To make life simple, we adopt to the convention,
where we equate the planck's constant and the speed of light equal to 1 (dimensionless number). The consequences are, the dimension of Length and Time are the same and the dimension of Mass is just the inverse of Length or Time. In addition, Energy and Momentum is measured in the same unit as of the Mass. 
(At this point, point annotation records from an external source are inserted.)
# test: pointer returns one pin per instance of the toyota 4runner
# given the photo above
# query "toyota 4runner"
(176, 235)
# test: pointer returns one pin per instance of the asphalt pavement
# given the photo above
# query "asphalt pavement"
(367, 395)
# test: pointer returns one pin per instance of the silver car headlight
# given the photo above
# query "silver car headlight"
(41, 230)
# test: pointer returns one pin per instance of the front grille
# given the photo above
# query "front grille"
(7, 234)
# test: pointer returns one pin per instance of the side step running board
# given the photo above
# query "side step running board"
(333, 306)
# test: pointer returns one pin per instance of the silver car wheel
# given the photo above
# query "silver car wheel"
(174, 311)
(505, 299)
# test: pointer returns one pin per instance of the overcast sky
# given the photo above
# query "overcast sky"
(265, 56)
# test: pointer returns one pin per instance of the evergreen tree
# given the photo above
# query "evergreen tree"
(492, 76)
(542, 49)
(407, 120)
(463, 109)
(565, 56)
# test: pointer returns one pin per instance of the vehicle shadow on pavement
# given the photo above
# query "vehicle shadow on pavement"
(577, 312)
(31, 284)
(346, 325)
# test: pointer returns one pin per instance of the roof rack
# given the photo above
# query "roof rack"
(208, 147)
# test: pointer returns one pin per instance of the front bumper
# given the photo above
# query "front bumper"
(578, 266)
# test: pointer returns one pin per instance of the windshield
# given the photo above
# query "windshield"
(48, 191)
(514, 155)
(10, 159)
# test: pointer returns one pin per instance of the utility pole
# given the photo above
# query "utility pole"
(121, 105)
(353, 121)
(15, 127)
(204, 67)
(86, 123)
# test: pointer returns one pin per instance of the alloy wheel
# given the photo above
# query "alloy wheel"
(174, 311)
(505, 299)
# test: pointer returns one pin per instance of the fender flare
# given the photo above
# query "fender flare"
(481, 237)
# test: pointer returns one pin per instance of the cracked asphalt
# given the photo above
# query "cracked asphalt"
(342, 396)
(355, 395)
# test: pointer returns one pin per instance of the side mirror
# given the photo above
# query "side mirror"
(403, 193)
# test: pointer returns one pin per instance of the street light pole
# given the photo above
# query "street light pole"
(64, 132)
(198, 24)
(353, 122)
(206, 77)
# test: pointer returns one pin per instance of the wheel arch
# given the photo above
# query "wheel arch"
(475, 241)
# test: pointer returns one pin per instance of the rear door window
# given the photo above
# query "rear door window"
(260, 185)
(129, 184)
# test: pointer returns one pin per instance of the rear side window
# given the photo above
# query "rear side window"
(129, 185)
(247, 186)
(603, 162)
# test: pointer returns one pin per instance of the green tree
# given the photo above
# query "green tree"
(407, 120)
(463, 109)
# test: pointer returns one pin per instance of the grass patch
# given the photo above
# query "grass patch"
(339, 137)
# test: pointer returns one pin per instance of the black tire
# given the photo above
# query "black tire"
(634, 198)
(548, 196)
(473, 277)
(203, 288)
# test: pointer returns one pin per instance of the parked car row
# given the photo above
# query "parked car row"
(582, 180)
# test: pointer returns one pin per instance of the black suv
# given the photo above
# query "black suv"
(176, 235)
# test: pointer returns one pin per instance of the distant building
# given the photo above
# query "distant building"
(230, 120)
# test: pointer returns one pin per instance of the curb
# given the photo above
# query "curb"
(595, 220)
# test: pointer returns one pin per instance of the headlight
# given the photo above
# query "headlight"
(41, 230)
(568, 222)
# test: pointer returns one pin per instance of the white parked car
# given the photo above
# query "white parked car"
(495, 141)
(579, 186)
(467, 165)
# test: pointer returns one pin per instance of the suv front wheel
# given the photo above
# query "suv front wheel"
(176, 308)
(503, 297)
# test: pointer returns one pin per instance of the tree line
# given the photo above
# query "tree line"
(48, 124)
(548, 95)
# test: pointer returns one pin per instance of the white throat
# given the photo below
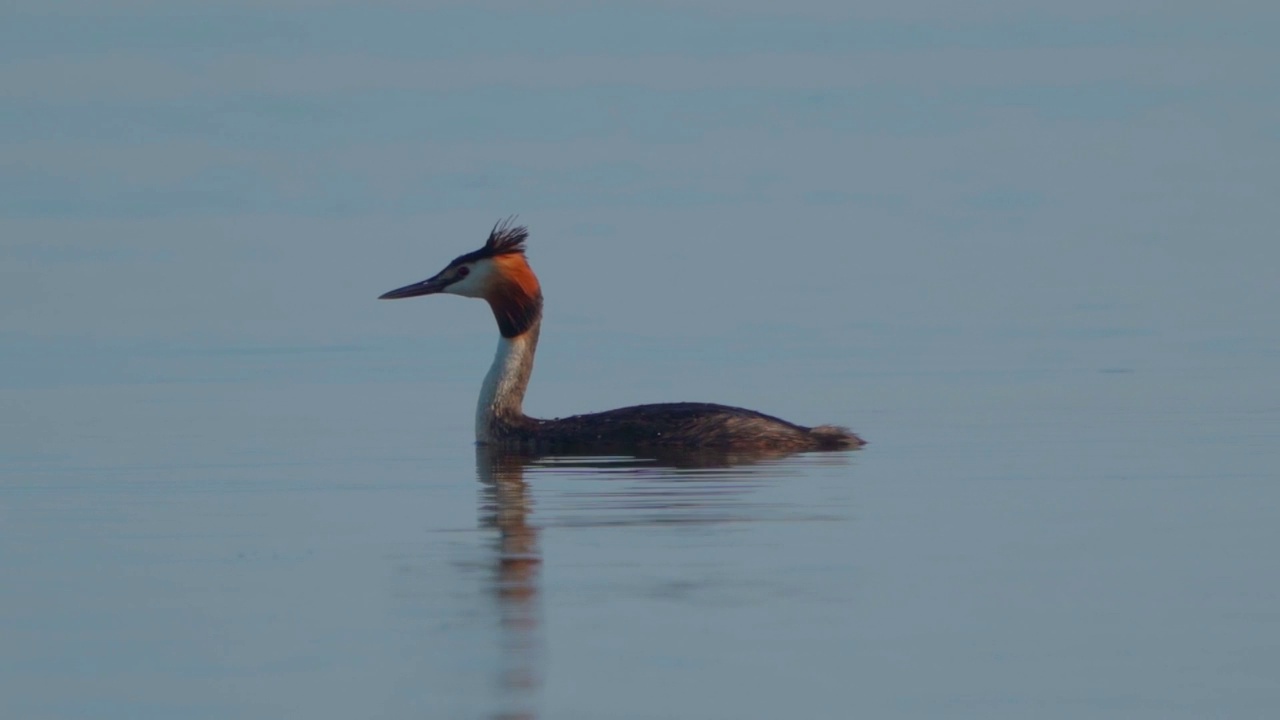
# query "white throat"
(503, 391)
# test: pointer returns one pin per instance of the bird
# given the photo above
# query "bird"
(499, 274)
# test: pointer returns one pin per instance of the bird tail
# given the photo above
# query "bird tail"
(833, 437)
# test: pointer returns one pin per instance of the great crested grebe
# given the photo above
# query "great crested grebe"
(499, 274)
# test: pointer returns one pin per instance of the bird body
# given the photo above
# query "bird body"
(499, 274)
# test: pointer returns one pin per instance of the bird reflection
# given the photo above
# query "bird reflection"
(506, 505)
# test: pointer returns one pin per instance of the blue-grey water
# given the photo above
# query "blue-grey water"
(1027, 250)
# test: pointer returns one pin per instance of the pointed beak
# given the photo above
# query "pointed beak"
(429, 286)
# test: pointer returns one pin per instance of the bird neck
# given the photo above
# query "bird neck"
(502, 396)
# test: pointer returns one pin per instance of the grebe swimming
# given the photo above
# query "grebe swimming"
(499, 274)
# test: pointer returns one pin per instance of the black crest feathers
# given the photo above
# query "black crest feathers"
(504, 238)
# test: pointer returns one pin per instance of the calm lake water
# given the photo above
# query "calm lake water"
(1029, 255)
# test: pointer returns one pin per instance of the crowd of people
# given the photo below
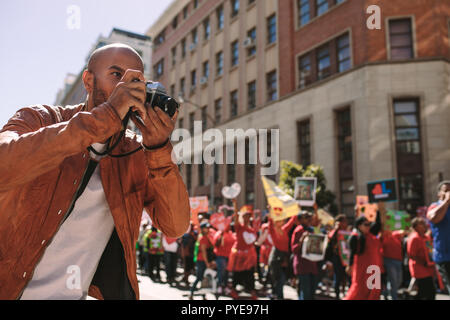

And, contravariant vectors are $ A^{\mu}= (A_0, \vec{A})$ and corresponding covariant transformation is $ A_{\mu}= \eta_{\mu\nu}A^{\nu} = (A_0, -\vec{A})$ where the differential is defined in reverse way 
$ \partial_\mu = \left(\partial_0,\vec{\nabla}\right) $
[$\partial_0 = \partial_t$] and 
$ \partial^{\mu}= \eta^{\mu\nu}\partial_{\nu} = ({\partial}_0,-\vec{\nabla})$
With these substitution we get our KG equation as, $$\left(\Box + m^2\right)\phi = 0 $$ where $p^\mu{p}_\mu = m^2 \\ \,\, E^2 = \omega^2 = m^2 + {|\vec{p}|^2} $
Since $m^2$ and d'Alembertian operator is invariant under Lorentz transformation, if the function $\phi$ satisfies the condition $ \phi'(x') = \phi(x)$ then the whole KG equation is invariant under Lorentz transformation. 
But, there are some problems with this equation in the basic definition of $\phi(x)$. First of all it cannot be the wave function of the particle as it is in the case of Non-relativistic Schr\"{o}dinger equation.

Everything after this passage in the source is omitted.